What is the best base for a first trip to Sicily?
Palermo for culture and street food, or Catania for access to Mount Etna and the southeast. If budget is less of a concern and you want a postcard experience, Taormina is hard to beat — but it's expensive and better suited to short stays than week-long bases.
Do I need a car in Sicily?
Yes, for anything beyond the main cities. Public buses run between Palermo, Catania, and Syracuse, but frequency is low and rural sites (Valley of Temples, Segesta, Scopello) are impractical without a car. Note that Taormina, Ortigia, and Palermo's old centre all restrict car access — book hotels with nearby parking or use park-and-ride lots.
When is the cheapest time to stay in Sicily?
March to May and October to November. July and August are peak season — prices at popular hotels double or triple, and Taormina in particular fills months in advance. Shoulder season gives the best combination of good weather, reasonable prices, and thinner crowds.

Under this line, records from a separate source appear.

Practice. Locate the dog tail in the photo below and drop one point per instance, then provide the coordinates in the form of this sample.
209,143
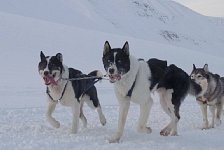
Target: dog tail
96,73
195,89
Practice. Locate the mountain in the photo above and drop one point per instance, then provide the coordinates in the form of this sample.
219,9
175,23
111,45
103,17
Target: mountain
78,29
162,21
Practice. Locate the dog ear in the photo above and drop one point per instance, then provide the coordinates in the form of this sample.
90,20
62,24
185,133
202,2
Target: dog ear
206,68
107,47
194,67
126,48
59,57
42,56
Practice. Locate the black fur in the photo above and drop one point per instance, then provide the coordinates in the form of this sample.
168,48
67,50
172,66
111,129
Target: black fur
178,80
80,86
122,60
157,68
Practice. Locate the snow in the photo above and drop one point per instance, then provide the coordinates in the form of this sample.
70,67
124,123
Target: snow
78,29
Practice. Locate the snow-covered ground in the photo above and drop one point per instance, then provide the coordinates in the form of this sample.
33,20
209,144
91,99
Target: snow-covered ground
28,26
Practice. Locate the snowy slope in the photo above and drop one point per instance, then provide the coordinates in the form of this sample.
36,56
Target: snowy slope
22,93
162,21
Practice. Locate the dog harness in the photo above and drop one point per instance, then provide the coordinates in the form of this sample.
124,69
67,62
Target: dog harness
62,94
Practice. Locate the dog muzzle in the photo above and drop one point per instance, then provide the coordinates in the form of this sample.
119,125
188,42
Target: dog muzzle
114,77
49,80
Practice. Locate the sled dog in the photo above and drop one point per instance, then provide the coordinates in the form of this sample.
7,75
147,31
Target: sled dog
59,89
212,94
135,79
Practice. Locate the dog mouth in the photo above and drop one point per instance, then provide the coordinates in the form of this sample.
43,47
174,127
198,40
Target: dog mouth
49,80
114,77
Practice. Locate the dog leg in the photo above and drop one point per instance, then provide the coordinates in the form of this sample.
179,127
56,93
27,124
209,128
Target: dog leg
101,115
82,116
174,112
144,114
168,107
219,107
50,119
204,115
75,118
212,109
123,111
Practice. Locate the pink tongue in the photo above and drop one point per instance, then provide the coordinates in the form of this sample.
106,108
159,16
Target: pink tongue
118,77
49,80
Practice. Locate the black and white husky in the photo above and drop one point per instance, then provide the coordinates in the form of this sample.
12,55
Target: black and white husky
134,79
212,94
66,92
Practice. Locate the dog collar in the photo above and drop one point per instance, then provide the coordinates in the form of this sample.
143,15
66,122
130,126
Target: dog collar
62,94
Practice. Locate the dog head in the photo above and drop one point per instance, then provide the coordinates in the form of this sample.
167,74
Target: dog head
116,61
200,76
50,68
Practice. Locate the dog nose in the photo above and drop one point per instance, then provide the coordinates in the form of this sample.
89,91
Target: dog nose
46,73
111,70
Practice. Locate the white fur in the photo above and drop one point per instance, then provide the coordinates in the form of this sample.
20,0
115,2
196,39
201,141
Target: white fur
168,107
69,100
140,72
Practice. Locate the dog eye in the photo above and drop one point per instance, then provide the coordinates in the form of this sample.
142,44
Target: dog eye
199,76
119,61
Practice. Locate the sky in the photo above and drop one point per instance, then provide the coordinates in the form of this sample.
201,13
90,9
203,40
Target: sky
206,7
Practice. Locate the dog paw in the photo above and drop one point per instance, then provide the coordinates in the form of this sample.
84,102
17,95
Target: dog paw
211,126
72,131
55,124
218,122
103,120
165,132
147,130
173,133
114,140
204,126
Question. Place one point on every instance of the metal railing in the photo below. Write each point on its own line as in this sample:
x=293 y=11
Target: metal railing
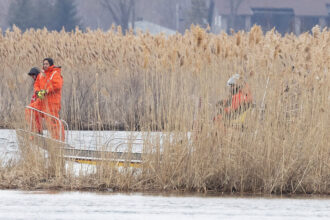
x=60 y=121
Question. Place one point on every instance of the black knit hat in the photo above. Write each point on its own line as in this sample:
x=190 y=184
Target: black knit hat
x=34 y=71
x=50 y=61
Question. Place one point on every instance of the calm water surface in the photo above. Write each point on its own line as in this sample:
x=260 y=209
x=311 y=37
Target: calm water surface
x=76 y=205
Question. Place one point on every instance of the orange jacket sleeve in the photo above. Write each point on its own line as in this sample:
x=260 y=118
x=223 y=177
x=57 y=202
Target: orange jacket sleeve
x=55 y=83
x=37 y=86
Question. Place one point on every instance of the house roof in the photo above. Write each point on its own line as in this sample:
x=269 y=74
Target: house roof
x=300 y=7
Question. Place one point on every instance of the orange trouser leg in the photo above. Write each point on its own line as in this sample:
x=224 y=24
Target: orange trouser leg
x=33 y=118
x=54 y=126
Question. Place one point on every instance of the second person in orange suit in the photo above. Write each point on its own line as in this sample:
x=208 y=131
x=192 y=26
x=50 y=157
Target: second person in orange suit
x=49 y=89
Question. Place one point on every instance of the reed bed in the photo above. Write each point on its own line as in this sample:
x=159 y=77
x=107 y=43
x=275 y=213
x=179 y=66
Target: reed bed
x=172 y=84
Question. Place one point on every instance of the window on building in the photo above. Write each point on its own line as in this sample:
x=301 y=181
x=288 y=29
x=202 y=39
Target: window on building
x=268 y=18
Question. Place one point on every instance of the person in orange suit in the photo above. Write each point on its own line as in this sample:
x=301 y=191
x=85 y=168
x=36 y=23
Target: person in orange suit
x=49 y=89
x=32 y=117
x=239 y=101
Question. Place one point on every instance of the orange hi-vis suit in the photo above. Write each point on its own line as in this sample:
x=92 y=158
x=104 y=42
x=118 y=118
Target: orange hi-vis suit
x=52 y=82
x=239 y=102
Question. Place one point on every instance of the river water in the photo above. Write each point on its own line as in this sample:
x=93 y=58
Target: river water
x=83 y=205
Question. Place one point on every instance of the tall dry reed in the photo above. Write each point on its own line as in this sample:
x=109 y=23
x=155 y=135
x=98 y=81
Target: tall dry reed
x=172 y=84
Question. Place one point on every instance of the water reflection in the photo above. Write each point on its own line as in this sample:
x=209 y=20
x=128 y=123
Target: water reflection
x=76 y=205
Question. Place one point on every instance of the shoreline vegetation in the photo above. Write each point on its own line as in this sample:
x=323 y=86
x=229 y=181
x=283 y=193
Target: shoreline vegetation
x=140 y=82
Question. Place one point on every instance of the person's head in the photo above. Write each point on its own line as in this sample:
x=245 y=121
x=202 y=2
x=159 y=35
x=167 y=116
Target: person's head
x=47 y=62
x=34 y=72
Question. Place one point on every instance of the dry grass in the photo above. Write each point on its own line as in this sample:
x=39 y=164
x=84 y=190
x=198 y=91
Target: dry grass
x=144 y=82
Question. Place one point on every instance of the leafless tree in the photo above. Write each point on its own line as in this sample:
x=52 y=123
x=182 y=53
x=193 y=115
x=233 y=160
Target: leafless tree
x=122 y=11
x=234 y=5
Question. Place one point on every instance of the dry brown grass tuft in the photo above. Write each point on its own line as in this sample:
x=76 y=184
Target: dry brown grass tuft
x=145 y=82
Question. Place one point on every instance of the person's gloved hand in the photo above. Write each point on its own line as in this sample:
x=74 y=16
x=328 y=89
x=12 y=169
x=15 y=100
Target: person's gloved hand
x=41 y=94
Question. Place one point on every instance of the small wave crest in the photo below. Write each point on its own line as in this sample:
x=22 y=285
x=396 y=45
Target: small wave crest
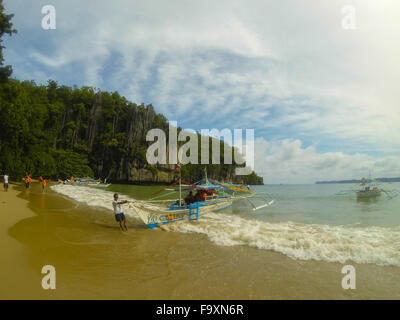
x=91 y=196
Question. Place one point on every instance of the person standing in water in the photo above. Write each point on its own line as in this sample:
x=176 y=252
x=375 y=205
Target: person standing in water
x=5 y=182
x=27 y=181
x=119 y=215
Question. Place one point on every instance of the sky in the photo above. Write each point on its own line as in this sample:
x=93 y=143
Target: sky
x=323 y=99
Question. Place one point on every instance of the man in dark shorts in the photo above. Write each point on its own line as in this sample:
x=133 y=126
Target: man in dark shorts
x=119 y=215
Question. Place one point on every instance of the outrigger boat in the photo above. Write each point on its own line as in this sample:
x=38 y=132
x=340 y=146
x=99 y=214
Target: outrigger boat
x=88 y=182
x=220 y=196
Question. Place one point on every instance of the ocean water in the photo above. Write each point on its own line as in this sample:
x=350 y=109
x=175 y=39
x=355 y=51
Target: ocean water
x=305 y=222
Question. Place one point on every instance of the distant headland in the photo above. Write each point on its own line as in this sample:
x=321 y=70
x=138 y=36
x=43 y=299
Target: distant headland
x=359 y=181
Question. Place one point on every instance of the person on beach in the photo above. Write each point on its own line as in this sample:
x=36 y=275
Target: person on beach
x=119 y=215
x=5 y=182
x=27 y=181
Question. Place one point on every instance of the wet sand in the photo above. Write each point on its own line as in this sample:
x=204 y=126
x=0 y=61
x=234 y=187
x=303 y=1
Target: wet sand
x=95 y=260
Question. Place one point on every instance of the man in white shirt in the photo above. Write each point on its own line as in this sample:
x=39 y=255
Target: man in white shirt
x=5 y=182
x=119 y=215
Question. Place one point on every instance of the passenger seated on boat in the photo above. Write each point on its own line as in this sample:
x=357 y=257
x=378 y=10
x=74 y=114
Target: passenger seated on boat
x=189 y=198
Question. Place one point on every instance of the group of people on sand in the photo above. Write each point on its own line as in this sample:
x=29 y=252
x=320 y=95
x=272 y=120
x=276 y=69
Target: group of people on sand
x=200 y=195
x=28 y=180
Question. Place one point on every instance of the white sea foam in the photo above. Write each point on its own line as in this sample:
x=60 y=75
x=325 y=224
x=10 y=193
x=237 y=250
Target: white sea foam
x=377 y=245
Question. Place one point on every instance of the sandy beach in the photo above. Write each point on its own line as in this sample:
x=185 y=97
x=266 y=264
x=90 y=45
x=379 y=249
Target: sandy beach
x=94 y=260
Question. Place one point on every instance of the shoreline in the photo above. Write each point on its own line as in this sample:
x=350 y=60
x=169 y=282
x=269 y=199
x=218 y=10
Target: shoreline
x=14 y=209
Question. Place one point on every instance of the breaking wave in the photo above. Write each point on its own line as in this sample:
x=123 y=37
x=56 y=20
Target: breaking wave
x=375 y=245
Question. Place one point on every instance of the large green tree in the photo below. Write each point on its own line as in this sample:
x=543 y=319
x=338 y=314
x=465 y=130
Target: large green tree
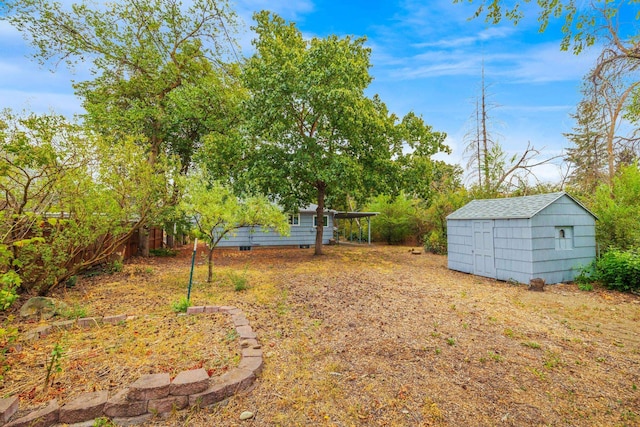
x=147 y=56
x=315 y=135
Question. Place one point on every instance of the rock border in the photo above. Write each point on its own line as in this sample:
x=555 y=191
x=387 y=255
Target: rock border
x=151 y=394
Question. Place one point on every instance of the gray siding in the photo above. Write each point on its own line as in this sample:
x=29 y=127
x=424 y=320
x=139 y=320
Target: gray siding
x=303 y=234
x=513 y=251
x=527 y=248
x=562 y=265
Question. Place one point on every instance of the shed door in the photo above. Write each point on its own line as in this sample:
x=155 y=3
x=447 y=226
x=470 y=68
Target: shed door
x=483 y=262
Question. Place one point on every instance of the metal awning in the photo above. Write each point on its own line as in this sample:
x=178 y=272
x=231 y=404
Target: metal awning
x=357 y=215
x=350 y=215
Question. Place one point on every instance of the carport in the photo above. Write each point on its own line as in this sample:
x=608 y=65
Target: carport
x=357 y=215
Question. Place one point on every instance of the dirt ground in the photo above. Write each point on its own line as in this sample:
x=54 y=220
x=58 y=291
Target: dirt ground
x=376 y=336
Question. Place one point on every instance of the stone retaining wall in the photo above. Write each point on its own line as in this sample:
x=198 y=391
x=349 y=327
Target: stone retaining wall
x=152 y=394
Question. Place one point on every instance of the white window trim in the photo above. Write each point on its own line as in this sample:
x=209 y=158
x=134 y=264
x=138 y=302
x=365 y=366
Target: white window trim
x=315 y=221
x=291 y=217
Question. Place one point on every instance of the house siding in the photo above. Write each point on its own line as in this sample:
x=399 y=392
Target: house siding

Is Taormina worth the premium?
For 2–3 nights, yes. The views of Etna and the Ionian coast from the clifftop are genuinely spectacular, the Teatro Antico is one of Italy's best Greek theatres, and the pedestrianised Corso Umberto is pleasant to walk. As a week-long base it gets expensive and limited — most visitors pair it with Catania or Syracuse.
How far is it from Palermo to Catania?
Approximately 2.5–3 hours by motorway (A19), or around 3.5 hours by train. Direct buses (Interbus, SAIS) run the route in about 2.5 hours for approximately €12–15. The island is larger than most visitors expect — plan stops along the way rather than rushing between the two.